On a en même temps réalisé qu’il y avait déjà beaucoup de choses qui étaient faites par l’Arrondissement en ce sens. [Les fonctionnaires] le savaient, mais c’était plus une intuition. Pour eux, ce que désignent les termes comme «développement durable» et «transition écologique», et comment ça se traduit concrètement, ce n’est pas toujours clair. Par exemple, certaines choses dont ils étaient fiers, c’était la gestion de l’eau, des îlots de chaleur et de la biodiversité. C’est ce qu’ils entendaient par transition écologique, mais ils savaient quand même qu’il y avait des angles morts. Ils voulaient élargir leur vision, se doter d’une réflexion sur les outils et pas seulement sur les secteurs et les thèmes. Notre équipe, composée de Mathilde Manon, Michel Rochefort, Laurie Laplante et moi, a travaillé avec l’administration de l’Arrondissement sur la façon de mieux intégrer la transition écologique dans les décisions. Notre premier mandat a donc été de répertorier les interventions de l’Arrondissement pour la transition écologique.
Rosemont–La Petite-Patrie a aussi la volonté de renforcer ses échanges avec les groupes citoyens qui travaillent sur la transition écologique de leur territoire.
D’ailleurs, en ce moment, l’Arrondissement bénéficie d’un financement avec la Ville de Strasbourg, en France, dans le cadre d’un programme de coopération et de maillage entre des organes municipaux. L’idée derrière ce maillage en particulier, c’est d’apprendre de meilleures pratiques des autres en matière de transition écologique. Strasbourg était intéressée par les ruelles vertes et la participation citoyenne. Comme Rosemont–La Petite-Patrie est l’Arrondissement montréalais où il y a le plus de ruelles vertes, il y a quand même une expertise là-dessus. Du côté de l’Arrondissement, ce qui les intéressait, c’était ce qu’on appelle l’habitat participatif à Strasbourg. Ce sont des gens qui se mettent ensemble, selon plusieurs formules, pour gérer un bâtiment de manière participative. C’était la structure légale de ces choses-là qui intéressait l’Arrondissement montréalais. Donc, nous, nous avons joué un rôle d’accompagnement dans cette collaboration.
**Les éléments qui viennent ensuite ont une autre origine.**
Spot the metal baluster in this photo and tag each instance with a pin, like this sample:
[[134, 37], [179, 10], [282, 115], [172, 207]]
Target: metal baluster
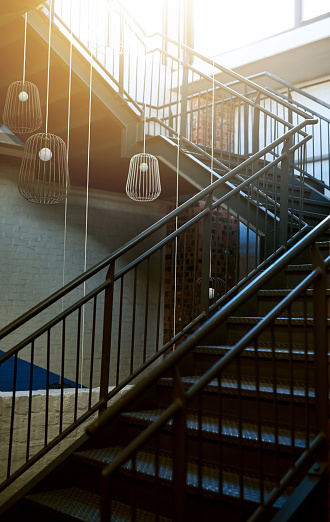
[[133, 320], [146, 312], [106, 337], [12, 417], [91, 371], [62, 376], [79, 341], [120, 320], [30, 403], [47, 387]]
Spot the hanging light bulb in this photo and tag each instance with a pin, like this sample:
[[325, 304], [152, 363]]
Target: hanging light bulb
[[143, 181], [22, 110], [44, 173]]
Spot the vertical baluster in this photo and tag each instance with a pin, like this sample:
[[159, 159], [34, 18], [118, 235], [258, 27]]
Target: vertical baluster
[[275, 401], [220, 448], [28, 436], [91, 371], [133, 320], [106, 336], [62, 375], [240, 430], [47, 387], [159, 300], [306, 371], [183, 282], [120, 320], [292, 390], [12, 417], [259, 422], [146, 308], [79, 341]]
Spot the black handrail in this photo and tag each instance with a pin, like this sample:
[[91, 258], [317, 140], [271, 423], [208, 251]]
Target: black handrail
[[211, 323], [143, 235]]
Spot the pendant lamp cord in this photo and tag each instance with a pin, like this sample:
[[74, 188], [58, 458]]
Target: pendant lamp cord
[[48, 65], [67, 152], [24, 54], [87, 204], [177, 182], [212, 152]]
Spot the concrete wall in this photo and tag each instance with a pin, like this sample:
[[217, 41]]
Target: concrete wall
[[31, 268]]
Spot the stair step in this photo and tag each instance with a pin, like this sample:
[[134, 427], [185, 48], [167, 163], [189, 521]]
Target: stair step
[[145, 466], [78, 504], [282, 352], [248, 388], [230, 429]]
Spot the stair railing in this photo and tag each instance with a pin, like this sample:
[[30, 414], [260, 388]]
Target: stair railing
[[181, 95], [133, 307], [318, 153], [312, 436]]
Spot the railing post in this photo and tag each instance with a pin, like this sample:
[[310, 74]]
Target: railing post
[[284, 189], [106, 340], [256, 121], [179, 451], [121, 53], [184, 98], [246, 109], [320, 344], [206, 256]]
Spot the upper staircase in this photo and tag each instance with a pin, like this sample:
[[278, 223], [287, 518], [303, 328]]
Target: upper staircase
[[222, 307]]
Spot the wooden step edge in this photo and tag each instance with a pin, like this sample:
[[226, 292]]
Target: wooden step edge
[[229, 430], [83, 505], [229, 387], [145, 468]]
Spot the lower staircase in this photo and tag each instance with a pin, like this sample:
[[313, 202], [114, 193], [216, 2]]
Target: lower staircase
[[213, 433]]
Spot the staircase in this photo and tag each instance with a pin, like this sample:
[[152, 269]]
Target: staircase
[[228, 416], [255, 412]]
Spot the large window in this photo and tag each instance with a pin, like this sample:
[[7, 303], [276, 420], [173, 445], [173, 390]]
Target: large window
[[223, 26], [313, 8]]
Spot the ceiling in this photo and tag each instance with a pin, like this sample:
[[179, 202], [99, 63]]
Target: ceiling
[[108, 170]]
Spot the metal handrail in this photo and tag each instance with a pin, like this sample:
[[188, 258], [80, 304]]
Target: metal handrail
[[236, 94], [221, 68], [143, 235], [220, 316], [79, 43], [173, 360], [292, 88]]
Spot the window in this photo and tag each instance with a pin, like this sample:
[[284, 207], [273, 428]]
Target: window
[[314, 8]]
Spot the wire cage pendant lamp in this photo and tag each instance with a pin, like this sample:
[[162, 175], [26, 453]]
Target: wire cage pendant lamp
[[143, 180], [22, 110], [44, 173]]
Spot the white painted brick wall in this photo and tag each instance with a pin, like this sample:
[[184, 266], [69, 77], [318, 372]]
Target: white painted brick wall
[[31, 267]]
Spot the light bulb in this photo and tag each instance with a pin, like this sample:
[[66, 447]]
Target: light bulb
[[45, 154], [23, 96], [144, 167]]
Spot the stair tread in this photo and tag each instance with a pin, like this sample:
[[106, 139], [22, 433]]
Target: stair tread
[[145, 466], [84, 505], [248, 387], [297, 352], [285, 291], [230, 428], [294, 321]]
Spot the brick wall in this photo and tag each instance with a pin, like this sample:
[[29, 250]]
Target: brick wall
[[37, 428], [224, 248], [31, 264]]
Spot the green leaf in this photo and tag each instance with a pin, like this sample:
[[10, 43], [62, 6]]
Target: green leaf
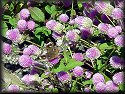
[[87, 82], [4, 29], [48, 9], [59, 67], [104, 46], [73, 63], [37, 14]]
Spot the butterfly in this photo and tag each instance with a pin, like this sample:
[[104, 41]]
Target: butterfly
[[50, 52]]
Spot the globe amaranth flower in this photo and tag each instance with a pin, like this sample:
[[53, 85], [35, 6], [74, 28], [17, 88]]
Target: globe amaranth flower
[[119, 40], [51, 24], [63, 76], [117, 13], [7, 48], [27, 51], [118, 78], [116, 62], [72, 36], [63, 18], [111, 87], [97, 77], [24, 14], [78, 71], [103, 27], [35, 49], [112, 32], [22, 25], [78, 56], [30, 79], [31, 25], [54, 61], [100, 87], [13, 35], [58, 28], [93, 53], [13, 88], [25, 61], [88, 74]]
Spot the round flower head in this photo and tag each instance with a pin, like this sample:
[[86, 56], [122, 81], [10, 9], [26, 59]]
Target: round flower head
[[63, 76], [93, 53], [31, 25], [63, 18], [27, 51], [87, 89], [116, 62], [13, 88], [13, 34], [119, 29], [119, 40], [58, 28], [51, 24], [100, 87], [78, 71], [24, 14], [118, 78], [22, 25], [103, 27], [71, 22], [111, 87], [72, 36], [117, 13], [108, 9], [97, 77], [88, 74], [78, 56], [35, 49], [25, 61], [7, 48], [54, 61], [112, 32]]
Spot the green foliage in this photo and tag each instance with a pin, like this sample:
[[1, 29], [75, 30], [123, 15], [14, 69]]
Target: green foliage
[[37, 14]]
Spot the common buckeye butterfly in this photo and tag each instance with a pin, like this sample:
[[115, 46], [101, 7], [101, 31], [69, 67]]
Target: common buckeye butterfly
[[50, 51]]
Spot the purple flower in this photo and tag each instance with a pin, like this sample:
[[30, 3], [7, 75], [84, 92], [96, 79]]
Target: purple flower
[[111, 87], [51, 24], [118, 78], [88, 74], [116, 62], [22, 25], [63, 76], [31, 25], [13, 88], [103, 27], [7, 48], [78, 56], [112, 32], [13, 35], [119, 40], [78, 71], [35, 49], [72, 36], [87, 89], [93, 53], [97, 77], [54, 61], [24, 14], [25, 61], [100, 87], [27, 51], [117, 13], [63, 18]]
On travaille sur la consolidation des apprentissages.
Dans le contexte de la gouvernance de la transition écologique, comment interagissent les différentes échelles à Montréal comme les milieux de vie, les Arrondissements, la Ville, etc.?
Ce qu’on a trouvé dans notre projet de recherche (projet de répertoire synthèse), c’est qu’il y a des enjeux pour lesquels les Arrondissements veulent agir, mais qui sont des enjeux à responsabilités distribuées. Par exemple, la réduction des gaz à effet de serre, tout le monde peut en faire un peu, mais on n’a pas le contrôle sur ce que le voisin fait et ce que la Ville fait. Par exemple, un autobus peut traverser plusieurs Arrondissements. Il est donc assez compliqué de délimiter les responsabilités relatives à la transition écologique entre les niveaux administratifs comme la Ville et les Arrondissements. À part peut-être la participation citoyenne, qui est un élément important de la transition et qu’on oublie souvent.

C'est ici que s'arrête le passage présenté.